Key Verse: Exodus 2:10
Big Idea: Pharaoh's daughter brought Moses out of the water, and God brought Moses out of Egypt.
It may have only felt like a weekend to you since we last opened up the Bible together, but it was actually about 400 years. Jacob (Israel) was long dead, and his great-great-grandson Moses is now at the heart of our story. The Israelites, who came to Egypt for relief from the famine, are now a large nation but have been enslaved by the Egyptians. To prevent them from rising up in rebellion, Pharaoh orders the wholesale execution of baby Hebrew boys, not unlike Herod's later attempt to exterminate Jesus as a rival king in His infancy (Matthew 2:18-18).
But God had other plans. For the second time, God used an ark to rescue humanity when Moses' mother built one and set him in the Nile River. God arranged for Pharaoh's daughter to draw Moses up out of the water, and Moses' sister was able to offer her a convenient Hebrew woman to nurse the infant.
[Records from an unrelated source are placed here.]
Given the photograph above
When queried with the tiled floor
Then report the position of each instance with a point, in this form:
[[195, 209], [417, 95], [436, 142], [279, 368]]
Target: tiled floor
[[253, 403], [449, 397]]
Moses was trained in all the wisdom of the Egyptians as the son of Pharaoh's daughter (Acts 7:22) and trained in the worship of the Lord and the promises He had made to His people as the Son of Jochebed. God used the sin of Pharaoh like He had used the sins of Joseph's brothers centuries before to save the lives of His people. God's enemies trained Moses to lead them out, to write His Law, and to take them to the Promised Land.
When Moses tried to rescue the Israelites in his time instead of God's, he was forced to leave Egypt and go to Midian, where he spent forty years waiting (long waits are another recurring theme in how God deals with His people). But that was God's plan too. The Israelites would arrive when the sin of the Canaanites had reached its full peak, and the time to judge them was at hand (Genesis 15:16). Moses had learned to lead like an Egyptian for the first forty years of his life in Egypt, now he would spend forty years learning to be a shepherd entrusted with someone else's flock. The training program was perfectly designed by the Maker of Moses. Pharaoh's daughter drew Moses out of the water, but it was really God's hand that guided him and tool him where he needed to go.
Discussion idea: God prepared Moses for the Exodus in three dimensions: intellectually he was trained in Pharaoh's court, spiritually he was trained by his mother, and practically he was trained by four decades as a shepherd. What dimensions has God trained in your life?
Prayer focus: Lord, help me to trust your sovereignty and to be a willing student of all the things you are teaching me through my life.
Key Verse: Matthew 27:51
Big Idea: When King Jesus passed through death, He gave us the path to life.
Matthew 27 is one of the essential chapters in the Bible. Jesus was delivered over to the Romans to be executed. The crowds were given a choice: Barabbas, a notorious criminal, or Jesus, an innocent man. They called for Barabbas to be released and for Jesus to be crucified. Innocence was mocked, beaten, and finally executed. The most extraordinary thing was how ordinary it all was: could the Messiah really die as so many others had before Him? From Adam onward, we read, “and he died” over and over again in the Bible. We see the righteous suffer, and God’s prophets rejected. How could the same Jesus who had done so many wonderful things meet such a pedestrian end?
But there were clues that the death of Jesus was not ordinary at all. He did not defend Himself before Pilate. The sun turned dark as He hung on the cross. He even prayed for the ones killing Him. Death is the most ordinary thing a human being can do - it is the only thing we all do - but there was something extraordinary about how Jesus did it. Something was going on behind the scenes: His cry about His Father forsaking Him showed that. But what was happening? At the center of the gospel is the claim that when Jesus died, like every other human being, He changed what death means for the rest of us.
In the holiest part of the Temple (the Holy of Holies) sat the ark of the covenant: the symbol of God’s throne and His presence. Between the ark and the outer courts was a special curtain that only the High Priest could cross, and he could only cross once a year. When Jesus died, there was a great earthquake, and that curtain tore from the top to the bottom. God sent a divine sign that Jesus’ death was anything but ordinary. He was the sacrifice that tore down the barrier between God and humanity, giving us access to the Father’s presence through the Son.
Incredibly, Jesus passing through death prepared the way for us to enter into life. He broke down the barriers of sin that kept us away and gave us the opportunity to access God. When He rose again, a representative group of saints rose too - leaving their tombs that had been broken open in the earthquake. The door is opened by His death, and His eternal life gives us the power to walk through.
Discussion idea: The principle that life comes through death is the kind of paradox that defined the whole ministry of Jesus. Does your life rely on those kinds of paradoxical ideas or worldly wisdom? What are you working on that will fail without Jesus?
Prayer focus: Pray for God to comfort those mourning loved ones. Ask Him to give them the assurance that if they know Him, they can enter His presence and the fullness of joy there.